Cushing H.
Gold Member
- Joined
- Jun 3, 2019
- Messages
- 2,714
Ok .... this is purely meant to be a fun thread, with all involved enjoying - hopefully it will play out that way. I have an "old" bread knife, bought in maybe something like 1998 or just a little before (I say that because my second son was born in 1998, and I walked into a knife store in a local mall (actually, "Southdale mall" - the first indoor mall in the world) and picked this baby up. It has been used continuously since then - slicing home made loaves, store-bought and home made french bread in the years since then. I have no earthly idea what alloy or hardness it is ... other than over the years it has shown no evidence of corrosion, so .... 410 maybe???. By the pictures below, it probably has a handle of maybe walnut (but not sure) .... but clearly had problems with adhesion ... since one side broke off, then a year or two after the other side lost is also. My guess is the rivets are Corbys (but can not be sure until I drill them out). At least once I have taken a file to the serrations. the knife still works ok (I used it tonight on some home made whole wheat french bread) .... but for several months I have been wondering... "what if......". New handle? Mosiac pin in the middle? re-grind the bevel? re-grind the serrations? I do not know what the current TBE is ... but to my finger-feel, it is not great (maybe 0.15 or thereabouts).

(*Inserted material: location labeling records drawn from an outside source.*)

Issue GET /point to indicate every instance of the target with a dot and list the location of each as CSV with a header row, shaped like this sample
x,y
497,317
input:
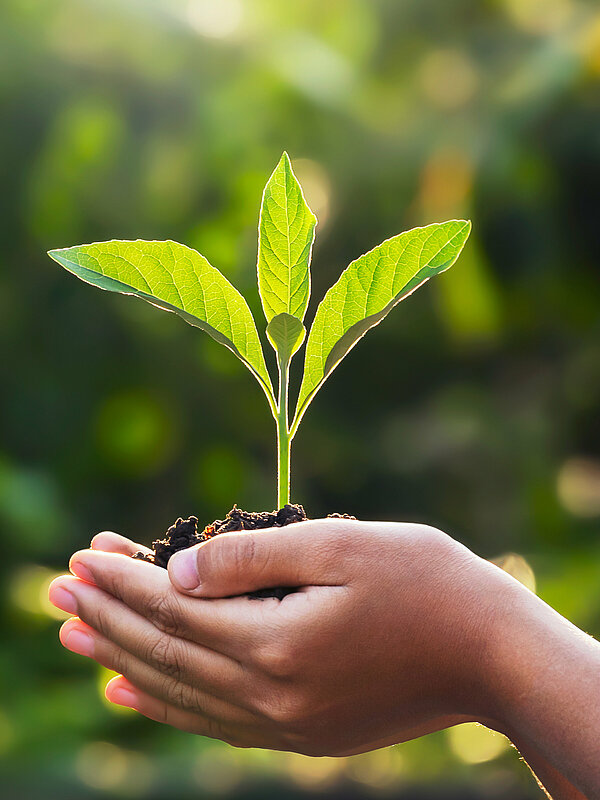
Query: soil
x,y
184,533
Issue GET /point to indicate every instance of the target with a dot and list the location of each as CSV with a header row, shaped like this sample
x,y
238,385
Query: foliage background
x,y
474,407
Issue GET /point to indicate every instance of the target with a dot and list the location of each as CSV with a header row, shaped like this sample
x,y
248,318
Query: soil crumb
x,y
184,533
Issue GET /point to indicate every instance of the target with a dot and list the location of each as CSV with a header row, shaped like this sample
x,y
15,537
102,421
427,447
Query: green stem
x,y
283,440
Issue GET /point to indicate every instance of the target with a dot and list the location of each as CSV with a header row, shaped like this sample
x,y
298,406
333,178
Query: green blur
x,y
475,408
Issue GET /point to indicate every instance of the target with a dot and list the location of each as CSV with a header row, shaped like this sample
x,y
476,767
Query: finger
x,y
229,627
173,657
79,638
312,552
111,542
124,693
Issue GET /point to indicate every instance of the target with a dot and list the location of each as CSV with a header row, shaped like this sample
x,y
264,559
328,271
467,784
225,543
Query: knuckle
x,y
228,553
100,619
181,694
287,710
162,610
164,654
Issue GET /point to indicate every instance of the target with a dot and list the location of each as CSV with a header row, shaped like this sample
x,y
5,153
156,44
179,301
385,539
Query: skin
x,y
397,631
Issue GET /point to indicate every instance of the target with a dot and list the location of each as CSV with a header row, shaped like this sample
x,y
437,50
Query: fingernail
x,y
79,569
123,697
63,599
79,642
183,569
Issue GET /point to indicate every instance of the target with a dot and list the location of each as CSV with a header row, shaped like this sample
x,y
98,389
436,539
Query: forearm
x,y
556,786
547,674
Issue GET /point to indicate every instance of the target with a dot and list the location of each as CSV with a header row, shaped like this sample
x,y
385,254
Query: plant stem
x,y
283,440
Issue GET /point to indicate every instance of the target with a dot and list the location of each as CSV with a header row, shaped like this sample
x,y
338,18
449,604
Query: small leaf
x,y
367,291
175,278
286,231
286,333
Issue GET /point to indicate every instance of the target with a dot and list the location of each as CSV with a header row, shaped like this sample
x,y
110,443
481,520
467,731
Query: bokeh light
x,y
473,408
472,743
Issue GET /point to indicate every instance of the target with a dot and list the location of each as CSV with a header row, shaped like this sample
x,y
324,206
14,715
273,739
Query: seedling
x,y
176,278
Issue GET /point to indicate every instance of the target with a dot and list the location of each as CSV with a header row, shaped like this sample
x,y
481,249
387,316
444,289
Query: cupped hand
x,y
386,639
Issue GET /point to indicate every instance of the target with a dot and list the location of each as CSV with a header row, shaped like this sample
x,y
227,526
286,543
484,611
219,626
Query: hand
x,y
388,638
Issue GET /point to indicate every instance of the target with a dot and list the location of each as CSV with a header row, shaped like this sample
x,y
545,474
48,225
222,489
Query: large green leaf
x,y
367,291
286,231
175,278
286,333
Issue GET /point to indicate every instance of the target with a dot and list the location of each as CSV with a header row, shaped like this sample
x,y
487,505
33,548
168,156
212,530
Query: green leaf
x,y
175,278
367,291
286,333
286,231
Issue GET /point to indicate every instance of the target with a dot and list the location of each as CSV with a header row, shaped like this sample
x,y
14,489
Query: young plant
x,y
176,278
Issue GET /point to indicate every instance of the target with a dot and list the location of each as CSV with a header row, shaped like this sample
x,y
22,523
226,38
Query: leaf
x,y
175,278
367,291
286,231
286,333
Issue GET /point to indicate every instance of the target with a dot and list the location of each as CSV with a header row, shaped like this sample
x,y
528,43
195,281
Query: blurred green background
x,y
474,407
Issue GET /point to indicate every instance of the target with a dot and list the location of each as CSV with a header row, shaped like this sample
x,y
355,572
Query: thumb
x,y
236,563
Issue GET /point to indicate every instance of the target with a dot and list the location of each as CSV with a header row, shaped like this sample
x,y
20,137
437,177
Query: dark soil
x,y
184,533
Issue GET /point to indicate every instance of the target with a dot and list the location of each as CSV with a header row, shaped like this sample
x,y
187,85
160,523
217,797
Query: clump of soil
x,y
184,533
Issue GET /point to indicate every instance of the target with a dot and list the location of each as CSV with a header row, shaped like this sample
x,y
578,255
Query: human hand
x,y
387,639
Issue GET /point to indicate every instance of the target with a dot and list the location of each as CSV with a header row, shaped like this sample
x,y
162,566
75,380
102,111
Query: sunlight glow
x,y
28,591
216,19
474,744
448,77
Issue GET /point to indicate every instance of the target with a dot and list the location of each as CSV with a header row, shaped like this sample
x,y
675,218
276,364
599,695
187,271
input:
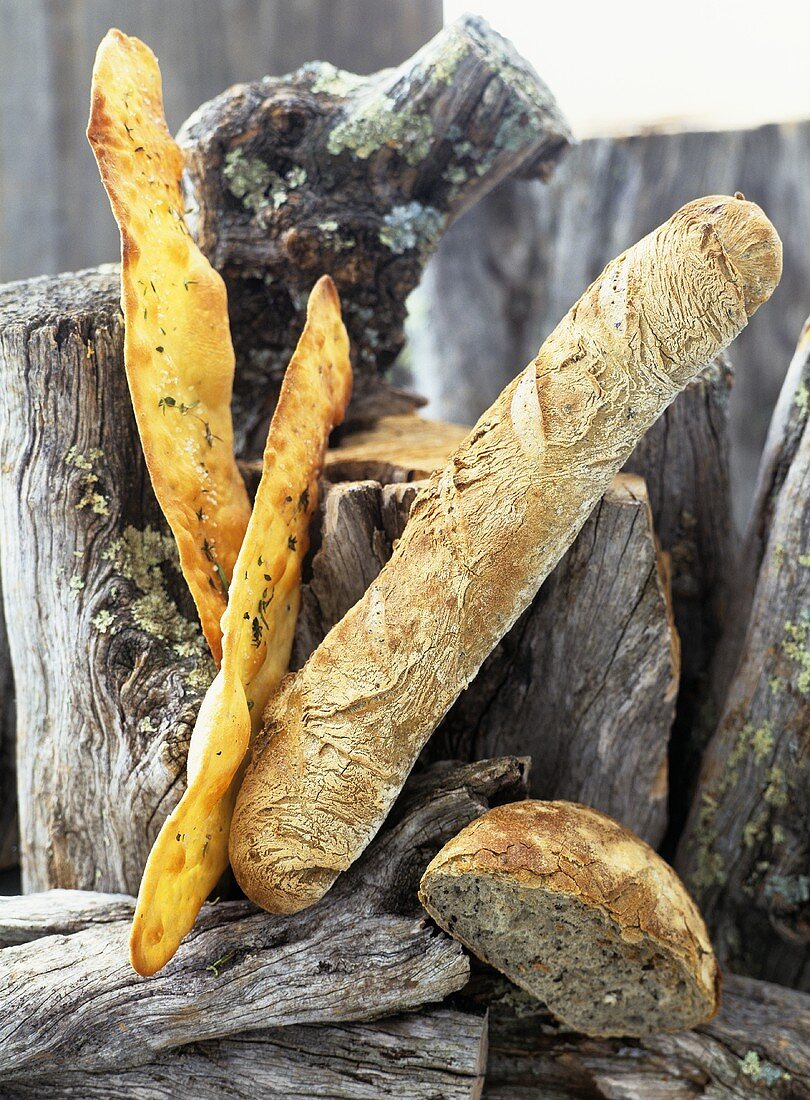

so ... here is an opportunity for you to chime in. Ive got to strip this handle off, but until then, I think the basic question is - re-grind to establish a lower TBE (however that is defined with a serrated edge....... Have at it....




so ... here is an opportunity for you to chime in. Ive got to strip this handle off, but until then, I think the basic question is - re-grind to establish a lower TBE (however that is defined with a serrated edge....... Have at it....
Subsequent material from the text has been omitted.